Minority inclusion in genome sequencing

Dr. Keolu Fox, a human geneticist and post-doctoral fellow at the University of California, San Diego is advocating for minority inclusion in genome sequencing.

TRANSCRIPT

The quest to understand our human genes has revolutionized medicine, allowing scientists to better understand unique genetic makeups and improve the way we identify and treat disease.

But after a decade of research, scientists have found that indigenous and minority populations are underrepresented.

Dr. Keolu Fox, a human geneticist and postdoctoral fellow at the University of California, San Diego, is advocating for minority inclusion in genome sequencing.

Keolu joins me now.

Thanks for being here.

Thanks for having me on, guys.

And, so, to start off, why is 96% of genetic research focused primarily on people of European descent?

Yeah, so, the numbers are a little bit better recently.

They came out with a paper in and the numbers are somewhere kind of in the 80% range, but I think that mostly caters towards Asian populations.

I think the reason why this is happening is sort of twofold.

One is because of a history of exploitation of indigenous people's rights and their culture.

And then another, kind of the other side of the coin, would be something like nepotism -- that is, that the majority of the investigators that are either MDs or PhDs are white and cater to those populations.

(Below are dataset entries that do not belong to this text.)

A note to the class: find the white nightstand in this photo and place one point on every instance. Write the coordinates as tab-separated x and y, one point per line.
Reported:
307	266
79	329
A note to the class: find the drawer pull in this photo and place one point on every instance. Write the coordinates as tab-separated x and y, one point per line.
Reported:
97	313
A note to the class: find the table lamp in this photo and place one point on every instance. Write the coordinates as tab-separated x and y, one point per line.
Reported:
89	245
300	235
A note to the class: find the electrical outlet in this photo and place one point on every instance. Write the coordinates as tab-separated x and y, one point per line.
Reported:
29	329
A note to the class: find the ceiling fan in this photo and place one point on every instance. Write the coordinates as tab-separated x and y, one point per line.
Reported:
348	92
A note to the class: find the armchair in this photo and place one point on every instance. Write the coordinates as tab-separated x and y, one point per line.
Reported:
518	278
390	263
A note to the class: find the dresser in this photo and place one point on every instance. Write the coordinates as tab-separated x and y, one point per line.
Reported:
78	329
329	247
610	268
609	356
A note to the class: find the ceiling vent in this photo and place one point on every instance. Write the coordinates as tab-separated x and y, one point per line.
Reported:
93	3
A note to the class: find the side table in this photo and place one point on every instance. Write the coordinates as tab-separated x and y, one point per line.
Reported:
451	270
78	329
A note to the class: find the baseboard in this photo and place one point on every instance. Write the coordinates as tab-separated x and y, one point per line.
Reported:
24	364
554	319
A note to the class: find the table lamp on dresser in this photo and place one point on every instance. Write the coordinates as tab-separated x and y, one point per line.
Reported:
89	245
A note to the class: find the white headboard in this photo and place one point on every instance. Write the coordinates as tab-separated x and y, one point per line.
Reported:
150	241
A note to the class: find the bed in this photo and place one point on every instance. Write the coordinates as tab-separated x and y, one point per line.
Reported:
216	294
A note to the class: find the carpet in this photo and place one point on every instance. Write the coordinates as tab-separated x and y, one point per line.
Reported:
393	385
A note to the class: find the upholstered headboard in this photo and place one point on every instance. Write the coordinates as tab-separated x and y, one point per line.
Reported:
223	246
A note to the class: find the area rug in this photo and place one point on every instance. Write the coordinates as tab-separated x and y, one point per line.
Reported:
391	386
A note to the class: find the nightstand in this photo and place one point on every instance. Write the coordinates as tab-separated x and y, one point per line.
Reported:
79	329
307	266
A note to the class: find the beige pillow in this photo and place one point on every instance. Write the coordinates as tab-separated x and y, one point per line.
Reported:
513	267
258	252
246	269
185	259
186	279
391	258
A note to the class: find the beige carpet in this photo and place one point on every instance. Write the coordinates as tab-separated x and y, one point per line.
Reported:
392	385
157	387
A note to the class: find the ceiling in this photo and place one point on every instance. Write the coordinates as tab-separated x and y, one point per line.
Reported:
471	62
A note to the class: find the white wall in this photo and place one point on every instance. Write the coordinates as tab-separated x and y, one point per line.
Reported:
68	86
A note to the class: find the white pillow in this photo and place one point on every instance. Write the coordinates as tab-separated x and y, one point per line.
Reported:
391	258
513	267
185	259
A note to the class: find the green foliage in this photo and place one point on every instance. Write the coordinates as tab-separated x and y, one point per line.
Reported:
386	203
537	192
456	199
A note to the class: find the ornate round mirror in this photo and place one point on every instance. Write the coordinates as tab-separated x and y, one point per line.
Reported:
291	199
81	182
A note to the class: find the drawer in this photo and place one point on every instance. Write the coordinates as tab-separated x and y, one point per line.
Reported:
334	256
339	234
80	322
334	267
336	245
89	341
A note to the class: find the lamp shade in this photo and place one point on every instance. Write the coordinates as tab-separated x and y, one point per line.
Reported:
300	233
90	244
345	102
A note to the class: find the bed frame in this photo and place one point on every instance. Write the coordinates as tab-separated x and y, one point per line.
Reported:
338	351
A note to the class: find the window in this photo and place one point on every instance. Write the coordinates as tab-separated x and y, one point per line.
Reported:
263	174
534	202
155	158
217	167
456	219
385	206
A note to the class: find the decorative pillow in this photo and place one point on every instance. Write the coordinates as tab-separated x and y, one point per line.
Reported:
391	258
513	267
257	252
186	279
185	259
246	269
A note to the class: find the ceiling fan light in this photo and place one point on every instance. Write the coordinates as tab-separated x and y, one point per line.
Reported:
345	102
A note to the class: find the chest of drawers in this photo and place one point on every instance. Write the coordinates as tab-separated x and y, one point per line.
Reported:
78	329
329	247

And then there are other complications like access to healthcare and things like that, that people on reservations or homestead land in Hawaii, for example, have less access to.

What are the ripple effects of this gap and the importance of closing it?

Genome sequencing affords us the opportunity to begin to predict and prevent disease, rather than reacting to it.

So if we're not including the populations of people who need genome sequencing the most, they won't be included in the future of medicine.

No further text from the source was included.